Somewhere between February and April, I’ll be in the Seychelles to do a very similar mission to what was done here in Bermuda. We will be looking at habitats between 200 to 3,000 meters.
Oceans Deeply: To go back to the Bermuda work, is it just that this kind of biodiversity in these depth zones isn’t explored much at all around the world?
Rogers: That’s exactly why. We also know the peak in seabed biodiversity at mid-slope depths, at depths between 1,000 and 3,000 meters. It also happens to be the zone where you see increasing human impacts. So that’s why we’re really focused on these depth zones. We’re very interested in the mesophotic and rariphotic zones because of their potentially important role in coral reef resilience.
In the Indian Ocean, there’s almost zero work being done on mesophotic coral reef ecosystems. It’s the least explored area in the world in terms of mesophotic coral reefs. We’re really excited, first of all, about the potential to establish whether those mesophotic ecosystems exist in the Indian Ocean. We’re pretty confident they do, and then [we want] to understand what biodiversity they hold, and their potential role as reef refuges, in terms of [increasing] resilience in the shallow water.

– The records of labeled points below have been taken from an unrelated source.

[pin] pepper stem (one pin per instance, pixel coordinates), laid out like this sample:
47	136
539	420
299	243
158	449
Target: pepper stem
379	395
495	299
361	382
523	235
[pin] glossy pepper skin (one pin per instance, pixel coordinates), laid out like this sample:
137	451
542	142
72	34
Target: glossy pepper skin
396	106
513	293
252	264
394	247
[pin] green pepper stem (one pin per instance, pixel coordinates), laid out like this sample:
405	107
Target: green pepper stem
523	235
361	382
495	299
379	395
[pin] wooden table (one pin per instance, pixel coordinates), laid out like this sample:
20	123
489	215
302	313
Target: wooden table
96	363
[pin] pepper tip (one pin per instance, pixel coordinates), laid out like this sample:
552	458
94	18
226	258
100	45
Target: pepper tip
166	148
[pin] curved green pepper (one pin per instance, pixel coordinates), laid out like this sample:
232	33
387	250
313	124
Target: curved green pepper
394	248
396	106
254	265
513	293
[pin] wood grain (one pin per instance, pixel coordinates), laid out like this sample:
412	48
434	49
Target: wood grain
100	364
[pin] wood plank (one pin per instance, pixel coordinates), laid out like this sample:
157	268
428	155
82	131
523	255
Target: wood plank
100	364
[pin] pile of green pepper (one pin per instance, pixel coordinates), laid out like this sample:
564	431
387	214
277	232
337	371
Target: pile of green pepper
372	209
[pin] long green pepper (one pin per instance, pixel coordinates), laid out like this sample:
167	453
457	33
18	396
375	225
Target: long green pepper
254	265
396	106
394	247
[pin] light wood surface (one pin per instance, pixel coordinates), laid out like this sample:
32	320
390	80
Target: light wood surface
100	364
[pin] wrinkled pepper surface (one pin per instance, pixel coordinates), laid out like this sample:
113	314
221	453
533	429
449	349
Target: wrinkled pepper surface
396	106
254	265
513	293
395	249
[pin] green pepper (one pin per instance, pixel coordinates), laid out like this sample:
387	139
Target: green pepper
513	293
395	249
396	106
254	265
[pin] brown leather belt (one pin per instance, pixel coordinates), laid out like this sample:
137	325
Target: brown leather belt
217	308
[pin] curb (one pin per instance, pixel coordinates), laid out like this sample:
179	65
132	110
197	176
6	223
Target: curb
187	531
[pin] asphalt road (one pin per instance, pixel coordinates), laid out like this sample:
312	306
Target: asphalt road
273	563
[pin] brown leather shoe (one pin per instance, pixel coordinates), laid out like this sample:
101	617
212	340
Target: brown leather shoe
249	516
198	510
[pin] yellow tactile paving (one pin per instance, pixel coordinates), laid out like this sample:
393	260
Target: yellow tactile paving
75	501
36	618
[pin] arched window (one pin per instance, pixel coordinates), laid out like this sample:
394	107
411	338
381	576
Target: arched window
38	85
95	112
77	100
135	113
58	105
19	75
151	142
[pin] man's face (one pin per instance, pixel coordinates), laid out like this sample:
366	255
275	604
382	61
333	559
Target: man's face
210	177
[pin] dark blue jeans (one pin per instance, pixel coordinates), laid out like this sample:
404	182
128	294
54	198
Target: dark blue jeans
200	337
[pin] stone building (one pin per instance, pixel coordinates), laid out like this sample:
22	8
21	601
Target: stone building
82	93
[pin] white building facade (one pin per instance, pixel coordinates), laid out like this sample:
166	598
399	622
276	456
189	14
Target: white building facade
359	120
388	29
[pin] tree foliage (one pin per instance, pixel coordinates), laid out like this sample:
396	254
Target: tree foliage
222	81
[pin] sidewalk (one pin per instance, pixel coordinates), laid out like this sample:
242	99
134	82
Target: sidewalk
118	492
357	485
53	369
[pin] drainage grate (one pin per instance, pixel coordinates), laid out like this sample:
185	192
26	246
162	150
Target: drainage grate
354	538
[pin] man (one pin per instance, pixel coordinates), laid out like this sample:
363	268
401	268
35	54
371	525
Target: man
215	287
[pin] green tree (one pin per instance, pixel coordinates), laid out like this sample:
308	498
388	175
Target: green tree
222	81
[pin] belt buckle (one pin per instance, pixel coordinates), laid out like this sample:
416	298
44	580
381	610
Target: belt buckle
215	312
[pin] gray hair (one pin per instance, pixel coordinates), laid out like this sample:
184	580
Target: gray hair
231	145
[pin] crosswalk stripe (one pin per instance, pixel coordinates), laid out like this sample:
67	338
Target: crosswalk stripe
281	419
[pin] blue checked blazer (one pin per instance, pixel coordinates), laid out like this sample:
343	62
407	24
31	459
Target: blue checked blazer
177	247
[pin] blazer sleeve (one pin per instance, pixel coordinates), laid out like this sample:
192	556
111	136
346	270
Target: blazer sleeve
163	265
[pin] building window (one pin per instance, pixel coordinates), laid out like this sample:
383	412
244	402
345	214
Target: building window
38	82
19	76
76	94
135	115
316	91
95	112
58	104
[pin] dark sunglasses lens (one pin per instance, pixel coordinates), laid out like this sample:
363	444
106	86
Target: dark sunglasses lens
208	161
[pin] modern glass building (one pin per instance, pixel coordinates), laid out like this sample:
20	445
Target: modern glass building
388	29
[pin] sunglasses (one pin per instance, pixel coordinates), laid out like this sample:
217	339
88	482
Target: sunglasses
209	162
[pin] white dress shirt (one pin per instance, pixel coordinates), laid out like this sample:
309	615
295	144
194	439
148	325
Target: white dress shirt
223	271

Oceans Deeply: I know corals in the Indian Ocean have suffered a lot.
Rogers: We’re working in the Chagos Archipelago at the moment, and there we’ve seen over the space of three or four years a decline in coral cover from 70 to 80 percent in places, down to 10 percent. That’s through these recent mass bleaching events. However, in some localities there, we’ve sent cameras down to 60 or 70 meters, and there’s nearly 100 percent coral cover.
Oceans Deeply: Under the areas that had bleached?
Rogers: Yes, so that’s mesophotic depths. That suggests that these mesophotic reefs are sheltered from the effects of ocean warming.
Oceans Deeply: Aside from publishing the results of the Bermuda mission, what else will you try to do with this data?
Rogers: One of the things we developed from all of our video data is a tool to help managers monitor bycatch – essentially a photographic guide to organisms that might be caught as bycatch.
We’re also going to be making policy recommendations to Bermuda. The whole idea of Nekton was really to gather ocean data to accelerate governance, talking about the results to policymakers and really informing them as to what those results mean.